The defendant, Stephen Derouchie, is appealing his conviction, after jury trial, of operating a motor vehicle without the owner’s consent. We affirm.

1.

At about 2:30 P.M. on November 26, 1979, a 1975 Dodge van owned by one Lesage was parked in front of Stech’s Heating Supply Company at 236 South Champlain Street in Burlington. The keys were left in the van. When the owner left the store about 15 minutes later, the van was gone. He had not given permission for anyone to take it. After searching for awhile, he reported the disappearance to the police.

At about 4:00 P.M., the owner of the van and Bruce Stech, the owner of the Heating Supply Company, spotted the van in the K-Mart parking lot in South Burlington. A South Burlington police officer, Yvette Tatro, was called to the scene. The van was locked. To enter the van it was necessary to break the vent. Upon entering the van, they found the keys strewn along the floor in the front. Although they searched for the ignition key, they could not find it in the van. It was the only key missing. Mr. Lesage disabled the vehicle, and he went to his house to get a duplicate ignition key. The ignition key also operated the locks on the doors of the van.

Officer Tatro remained to watch the van. She was called to another matter and left the area for a time. She returned at 5:00 P.M. She saw a person in the van, sitting in the driver’s seat, whom she apprehended. The person was the defendant. Mr. Lesage then searched the van, and discovered the ignition key on the floor.

The only error claimed by the defendant is that the trial court erred in denying the defendant’s motions for judgment of acquittal where the State’s evidence that the defendant operated the vehicle was entirely circumstantial and did not exclude reasonable hypotheses of innocence.

The defendant was seen walking slowly back and forth in front of the Stech store at about the time Mr. Lesage was in[441]*441side the store. The identification was made by Mr. Bruce Stech and his brother, Thomas, a Colchester police officer then off duty. Further, a brother of Mr. Lesage saw the van between 3:0Ü P.M. and 4:00 P.M. being driven by one who fit the general description of the defendant; however, he could not specifically identify the defendant. He also testified that he saw no one else in the van.

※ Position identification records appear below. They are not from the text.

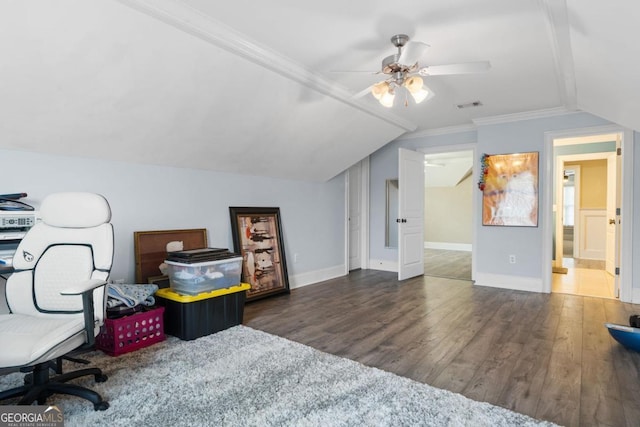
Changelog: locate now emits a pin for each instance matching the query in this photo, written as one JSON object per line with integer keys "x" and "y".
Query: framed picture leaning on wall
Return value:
{"x": 257, "y": 236}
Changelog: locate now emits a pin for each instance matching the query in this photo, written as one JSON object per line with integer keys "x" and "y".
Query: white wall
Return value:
{"x": 494, "y": 244}
{"x": 144, "y": 197}
{"x": 448, "y": 215}
{"x": 383, "y": 166}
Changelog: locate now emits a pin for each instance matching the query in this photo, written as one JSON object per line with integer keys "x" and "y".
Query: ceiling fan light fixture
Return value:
{"x": 383, "y": 92}
{"x": 378, "y": 90}
{"x": 416, "y": 88}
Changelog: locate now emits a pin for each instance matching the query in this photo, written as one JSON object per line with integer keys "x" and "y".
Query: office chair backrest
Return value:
{"x": 73, "y": 242}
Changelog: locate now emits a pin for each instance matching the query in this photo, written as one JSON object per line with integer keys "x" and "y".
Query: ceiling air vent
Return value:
{"x": 470, "y": 105}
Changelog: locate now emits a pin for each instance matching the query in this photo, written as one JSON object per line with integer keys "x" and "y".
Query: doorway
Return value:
{"x": 449, "y": 213}
{"x": 587, "y": 193}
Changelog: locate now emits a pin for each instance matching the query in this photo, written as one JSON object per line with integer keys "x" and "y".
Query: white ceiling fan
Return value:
{"x": 405, "y": 71}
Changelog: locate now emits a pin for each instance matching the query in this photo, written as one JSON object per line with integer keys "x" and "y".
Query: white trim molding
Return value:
{"x": 527, "y": 115}
{"x": 192, "y": 21}
{"x": 627, "y": 292}
{"x": 503, "y": 281}
{"x": 312, "y": 277}
{"x": 467, "y": 247}
{"x": 439, "y": 131}
{"x": 383, "y": 265}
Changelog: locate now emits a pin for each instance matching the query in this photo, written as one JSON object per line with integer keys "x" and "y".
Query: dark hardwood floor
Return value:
{"x": 545, "y": 355}
{"x": 446, "y": 263}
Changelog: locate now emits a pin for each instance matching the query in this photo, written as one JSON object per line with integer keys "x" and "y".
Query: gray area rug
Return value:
{"x": 244, "y": 377}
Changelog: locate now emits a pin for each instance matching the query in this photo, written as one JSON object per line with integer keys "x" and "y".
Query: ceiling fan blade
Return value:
{"x": 356, "y": 71}
{"x": 462, "y": 68}
{"x": 412, "y": 52}
{"x": 364, "y": 92}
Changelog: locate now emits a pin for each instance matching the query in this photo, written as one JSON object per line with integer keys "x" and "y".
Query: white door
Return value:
{"x": 610, "y": 252}
{"x": 613, "y": 220}
{"x": 411, "y": 214}
{"x": 355, "y": 216}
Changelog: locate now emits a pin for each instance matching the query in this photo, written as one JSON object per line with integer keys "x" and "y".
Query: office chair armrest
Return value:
{"x": 82, "y": 287}
{"x": 86, "y": 290}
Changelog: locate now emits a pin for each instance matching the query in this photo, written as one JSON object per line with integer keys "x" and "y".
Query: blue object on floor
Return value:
{"x": 625, "y": 335}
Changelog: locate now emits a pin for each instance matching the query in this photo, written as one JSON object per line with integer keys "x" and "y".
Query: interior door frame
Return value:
{"x": 476, "y": 196}
{"x": 559, "y": 201}
{"x": 364, "y": 215}
{"x": 626, "y": 205}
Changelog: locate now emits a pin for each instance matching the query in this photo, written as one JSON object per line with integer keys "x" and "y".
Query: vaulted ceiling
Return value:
{"x": 259, "y": 87}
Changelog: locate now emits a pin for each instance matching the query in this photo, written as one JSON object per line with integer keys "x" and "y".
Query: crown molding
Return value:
{"x": 526, "y": 115}
{"x": 439, "y": 131}
{"x": 192, "y": 21}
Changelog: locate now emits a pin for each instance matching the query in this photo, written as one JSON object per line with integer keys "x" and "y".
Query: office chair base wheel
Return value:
{"x": 101, "y": 406}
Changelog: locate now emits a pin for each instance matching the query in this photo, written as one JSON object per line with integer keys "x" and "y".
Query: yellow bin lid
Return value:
{"x": 167, "y": 293}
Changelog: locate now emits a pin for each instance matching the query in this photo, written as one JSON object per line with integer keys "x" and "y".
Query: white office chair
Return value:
{"x": 57, "y": 296}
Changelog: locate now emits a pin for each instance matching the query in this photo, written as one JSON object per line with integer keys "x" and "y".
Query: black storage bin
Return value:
{"x": 192, "y": 316}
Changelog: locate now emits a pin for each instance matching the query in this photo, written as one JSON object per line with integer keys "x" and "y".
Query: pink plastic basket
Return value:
{"x": 130, "y": 333}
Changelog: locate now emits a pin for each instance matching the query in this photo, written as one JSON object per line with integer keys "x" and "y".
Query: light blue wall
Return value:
{"x": 144, "y": 197}
{"x": 383, "y": 166}
{"x": 494, "y": 244}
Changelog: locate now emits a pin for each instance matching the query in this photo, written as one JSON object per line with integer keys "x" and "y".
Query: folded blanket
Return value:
{"x": 130, "y": 295}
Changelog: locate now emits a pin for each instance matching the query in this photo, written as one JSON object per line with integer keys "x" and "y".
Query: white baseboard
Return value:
{"x": 518, "y": 283}
{"x": 449, "y": 246}
{"x": 383, "y": 265}
{"x": 311, "y": 277}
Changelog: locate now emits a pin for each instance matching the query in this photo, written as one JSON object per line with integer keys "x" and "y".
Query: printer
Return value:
{"x": 16, "y": 218}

Operation is an essential element in the crime created by 23 V.S.A. § 1094, and a conviction without that element is not supportable. State v. Nicasio, 136 Vt. 162, 163, 385 A.2d 1096, 1097 (1978). To test the trial court’s denial of the defendant’s motion to dismiss, and the sufficiency of the evidence to support conviction, we determine whether the evidence, when viewed in the light most favorable to the State, fairly and reasonably supports the finding of guilt beyond a reasonable doubt. State v. Larose, 138 Vt. 281, 285, 415 A.2d 210, 212 (1980). The evidence that identifies the defendant as the operator is circumstantial. Relying upon numerous decisions, the defendant asserts that when the verdict rests entirely upon circumstantial evidence, “the circumstances shown [must] exclude every reasonable hypothesis except that the defendant is guilty.” Id. at 287, 415 A.2d at 213. The defendant offers two hypotheses which he claims do not exclude the innocence of the defendant as to operation. Neither are convincing. The first is not reasonable, and the second does no more than dispute the factual determination by the jury.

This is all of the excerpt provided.